Further, to test pooled MS barcoding of larger proteins, we barcoded a set of 5,068 homo-oligomers designed from curved helical repeats, ranging in symmetry from C2 to C6 (26,805 barcodes, minimum 5 barcodes per design, design length 119-156 aa). We further increased the size range to ~215 kDa in a SEC-MS screen of 1173 one-component I3 nanoparticles interfaces with constant scaffolds.
We compared DDA and DIA for barcode identification by linking ~25,000 v1 barcodes to muGFP for single-sample readouts that lack the peptide identification benefit of matching peptide IDs between runs. Whereas DIA used the MS2 signals for quantification, our DDA protocol relied upon the MS1 signal for this purpose. The unoptimized DIA protocol (at 500,000 resolution, 5µm packing silica) yielded more peptide identifications than our DDA protocol, supporting the hypothesis that DIA is more reliable in detection of these barcodes at higher pool complexities. We further improved sensitivity and quantitative accuracy using columns with finer particle sizes (from 5µm to 1.9µm) that provided higher chromatographic resolution and reducing the orbitrap MS1 resolution (from 500,000 to 30,000) to permit a more even survey of the sample. Together these resulted in a doubling of the barcode identification rate (30% to 60%).
Despite the increase in peptide identification rate from our optimized DIA protocol, we still observed 40% barcode dropout. Barcodes with a high hydrophilicity score, and particularly barcodes rich in acidic residues Asp and Glu, were detected at lower rates. Using this information, we generated a v2 barcode set with fewer acidic residues.

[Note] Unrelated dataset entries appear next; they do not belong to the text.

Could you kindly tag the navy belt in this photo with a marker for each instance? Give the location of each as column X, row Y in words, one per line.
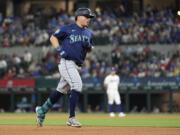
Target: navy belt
column 78, row 64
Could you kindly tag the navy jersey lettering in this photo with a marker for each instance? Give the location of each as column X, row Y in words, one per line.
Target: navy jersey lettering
column 75, row 41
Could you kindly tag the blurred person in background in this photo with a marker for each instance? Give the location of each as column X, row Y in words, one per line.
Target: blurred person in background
column 111, row 83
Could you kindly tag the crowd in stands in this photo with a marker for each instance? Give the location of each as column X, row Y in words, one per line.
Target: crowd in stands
column 142, row 62
column 109, row 27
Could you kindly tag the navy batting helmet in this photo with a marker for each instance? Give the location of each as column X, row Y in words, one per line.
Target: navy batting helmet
column 84, row 12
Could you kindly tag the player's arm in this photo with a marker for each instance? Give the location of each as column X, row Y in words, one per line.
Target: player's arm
column 91, row 46
column 105, row 85
column 106, row 82
column 54, row 41
column 60, row 34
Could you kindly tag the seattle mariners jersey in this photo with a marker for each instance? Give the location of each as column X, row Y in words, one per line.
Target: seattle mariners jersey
column 113, row 82
column 75, row 42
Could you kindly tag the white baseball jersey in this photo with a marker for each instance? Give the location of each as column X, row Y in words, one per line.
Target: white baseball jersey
column 112, row 82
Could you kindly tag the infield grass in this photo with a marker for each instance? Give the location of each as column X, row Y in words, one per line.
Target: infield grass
column 95, row 119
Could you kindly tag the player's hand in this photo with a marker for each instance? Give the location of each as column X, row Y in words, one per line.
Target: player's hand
column 61, row 52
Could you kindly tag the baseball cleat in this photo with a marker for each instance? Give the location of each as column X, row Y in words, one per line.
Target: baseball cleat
column 73, row 122
column 121, row 114
column 111, row 114
column 40, row 116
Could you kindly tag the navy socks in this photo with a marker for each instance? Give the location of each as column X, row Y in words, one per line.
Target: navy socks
column 119, row 108
column 50, row 101
column 110, row 108
column 73, row 100
column 55, row 96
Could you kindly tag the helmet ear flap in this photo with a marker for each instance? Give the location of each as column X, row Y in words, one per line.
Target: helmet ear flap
column 84, row 12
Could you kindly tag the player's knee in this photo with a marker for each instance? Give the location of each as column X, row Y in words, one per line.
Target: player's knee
column 77, row 86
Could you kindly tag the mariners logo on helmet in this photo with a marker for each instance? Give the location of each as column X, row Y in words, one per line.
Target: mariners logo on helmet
column 84, row 12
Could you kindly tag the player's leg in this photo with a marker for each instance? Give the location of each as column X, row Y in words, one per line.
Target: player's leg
column 69, row 70
column 110, row 104
column 118, row 104
column 54, row 97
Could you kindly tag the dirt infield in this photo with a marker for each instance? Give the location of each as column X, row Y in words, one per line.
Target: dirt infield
column 85, row 130
column 65, row 130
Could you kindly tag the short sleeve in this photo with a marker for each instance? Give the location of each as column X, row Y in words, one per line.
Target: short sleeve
column 92, row 40
column 60, row 33
column 106, row 80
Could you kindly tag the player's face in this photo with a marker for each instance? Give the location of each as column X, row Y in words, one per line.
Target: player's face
column 113, row 72
column 84, row 21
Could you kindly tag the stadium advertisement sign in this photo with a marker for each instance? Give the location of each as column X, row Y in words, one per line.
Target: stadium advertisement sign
column 17, row 83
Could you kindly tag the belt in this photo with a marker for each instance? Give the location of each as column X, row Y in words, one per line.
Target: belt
column 78, row 64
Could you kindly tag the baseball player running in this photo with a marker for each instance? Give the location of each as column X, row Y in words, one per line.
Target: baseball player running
column 111, row 82
column 76, row 42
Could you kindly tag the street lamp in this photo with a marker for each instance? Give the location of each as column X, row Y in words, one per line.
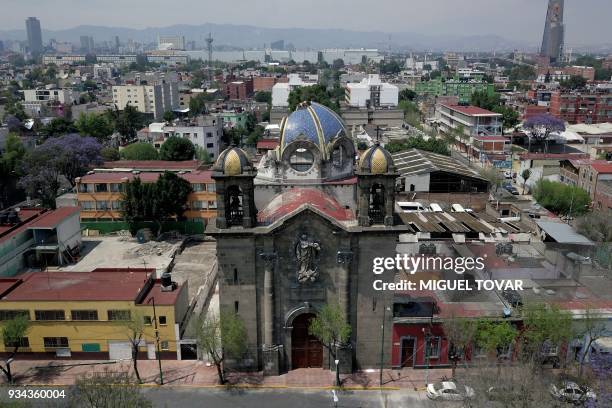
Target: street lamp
column 382, row 342
column 158, row 352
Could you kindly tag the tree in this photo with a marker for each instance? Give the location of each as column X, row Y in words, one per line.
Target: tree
column 127, row 122
column 10, row 167
column 176, row 149
column 202, row 155
column 492, row 175
column 57, row 160
column 314, row 93
column 460, row 334
column 540, row 127
column 107, row 390
column 220, row 337
column 560, row 198
column 331, row 328
column 134, row 327
column 139, row 151
column 263, row 96
column 169, row 116
column 574, row 82
column 110, row 154
column 525, row 175
column 593, row 328
column 95, row 125
column 165, row 199
column 545, row 327
column 13, row 334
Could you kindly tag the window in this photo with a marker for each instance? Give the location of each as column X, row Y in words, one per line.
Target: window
column 87, row 205
column 102, row 205
column 433, row 347
column 301, row 160
column 11, row 314
column 118, row 315
column 84, row 315
column 49, row 315
column 23, row 342
column 101, row 188
column 55, row 342
column 116, row 187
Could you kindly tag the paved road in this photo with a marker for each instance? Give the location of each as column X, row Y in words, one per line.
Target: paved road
column 283, row 398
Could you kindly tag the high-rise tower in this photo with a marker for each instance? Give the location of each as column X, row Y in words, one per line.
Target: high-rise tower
column 34, row 36
column 552, row 41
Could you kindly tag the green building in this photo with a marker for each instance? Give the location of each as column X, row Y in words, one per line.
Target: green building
column 460, row 87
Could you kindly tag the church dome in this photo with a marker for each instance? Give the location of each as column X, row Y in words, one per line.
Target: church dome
column 376, row 160
column 312, row 122
column 232, row 161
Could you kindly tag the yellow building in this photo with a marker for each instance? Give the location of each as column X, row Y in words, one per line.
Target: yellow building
column 100, row 194
column 84, row 315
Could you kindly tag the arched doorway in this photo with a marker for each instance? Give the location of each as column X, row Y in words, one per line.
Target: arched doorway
column 306, row 350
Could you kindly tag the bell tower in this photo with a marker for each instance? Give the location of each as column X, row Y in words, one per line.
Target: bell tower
column 376, row 174
column 234, row 174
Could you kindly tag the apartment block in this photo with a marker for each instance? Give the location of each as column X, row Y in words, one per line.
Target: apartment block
column 100, row 193
column 83, row 315
column 153, row 99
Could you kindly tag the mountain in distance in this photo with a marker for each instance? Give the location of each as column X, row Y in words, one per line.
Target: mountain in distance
column 246, row 36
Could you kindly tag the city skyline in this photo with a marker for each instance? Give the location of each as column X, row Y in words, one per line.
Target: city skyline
column 522, row 22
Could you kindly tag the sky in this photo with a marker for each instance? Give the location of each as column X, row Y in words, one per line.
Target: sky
column 587, row 21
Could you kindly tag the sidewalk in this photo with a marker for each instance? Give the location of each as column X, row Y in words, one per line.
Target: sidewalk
column 196, row 374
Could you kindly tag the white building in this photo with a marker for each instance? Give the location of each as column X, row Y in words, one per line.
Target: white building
column 155, row 99
column 371, row 92
column 281, row 90
column 206, row 132
column 171, row 42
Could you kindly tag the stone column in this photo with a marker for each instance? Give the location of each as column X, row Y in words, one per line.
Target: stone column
column 271, row 352
column 344, row 259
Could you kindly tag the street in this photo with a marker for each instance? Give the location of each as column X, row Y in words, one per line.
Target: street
column 282, row 398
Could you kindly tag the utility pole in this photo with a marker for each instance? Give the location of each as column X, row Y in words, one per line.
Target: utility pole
column 209, row 41
column 161, row 374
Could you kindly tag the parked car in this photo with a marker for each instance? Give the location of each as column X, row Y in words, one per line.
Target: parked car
column 435, row 207
column 449, row 390
column 411, row 206
column 569, row 391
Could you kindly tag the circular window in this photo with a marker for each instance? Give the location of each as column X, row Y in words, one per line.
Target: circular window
column 301, row 160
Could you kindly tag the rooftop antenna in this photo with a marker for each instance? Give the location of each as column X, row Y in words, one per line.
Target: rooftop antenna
column 209, row 41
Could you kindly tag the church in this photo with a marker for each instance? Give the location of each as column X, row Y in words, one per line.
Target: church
column 299, row 230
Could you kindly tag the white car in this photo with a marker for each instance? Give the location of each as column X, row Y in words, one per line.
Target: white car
column 411, row 206
column 449, row 390
column 569, row 391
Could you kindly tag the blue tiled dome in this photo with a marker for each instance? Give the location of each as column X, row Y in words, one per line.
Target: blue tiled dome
column 312, row 122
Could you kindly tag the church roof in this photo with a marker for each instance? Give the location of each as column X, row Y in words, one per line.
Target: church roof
column 313, row 122
column 291, row 200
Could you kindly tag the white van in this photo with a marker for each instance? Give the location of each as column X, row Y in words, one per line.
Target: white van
column 457, row 208
column 411, row 206
column 435, row 207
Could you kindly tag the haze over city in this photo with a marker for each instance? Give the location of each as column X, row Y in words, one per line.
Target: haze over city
column 587, row 21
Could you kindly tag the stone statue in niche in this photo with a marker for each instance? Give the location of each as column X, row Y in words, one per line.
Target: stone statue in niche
column 306, row 254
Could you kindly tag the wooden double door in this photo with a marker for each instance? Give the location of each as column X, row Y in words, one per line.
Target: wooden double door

LC elution times for 95% of detected barcodes were accurately predicted within 0.5 iRT, confirming that Prosit predictions generalize with high accuracy to synthetic peptide sequences, and this library achieved an overall 86.6% barcode recovery rate with the optimized DIA protocol. Further, the high detection rate observed amongst these barcodes through our purification protocol suggests that vast majority of these barcodes do not impact soluble expression of muGF and are, therefore, suitable for screening libraries of proteins for properties related to soluble expression (see barcode criterion 3 above).
The v2 barcoding library was developed to improve detection of barcodes to permit high-confidence identifications of hits in complex pools. To evaluate the utility of the v2 barcode library, we set out to screen a library of 1,187 putative de novo tetrahedra.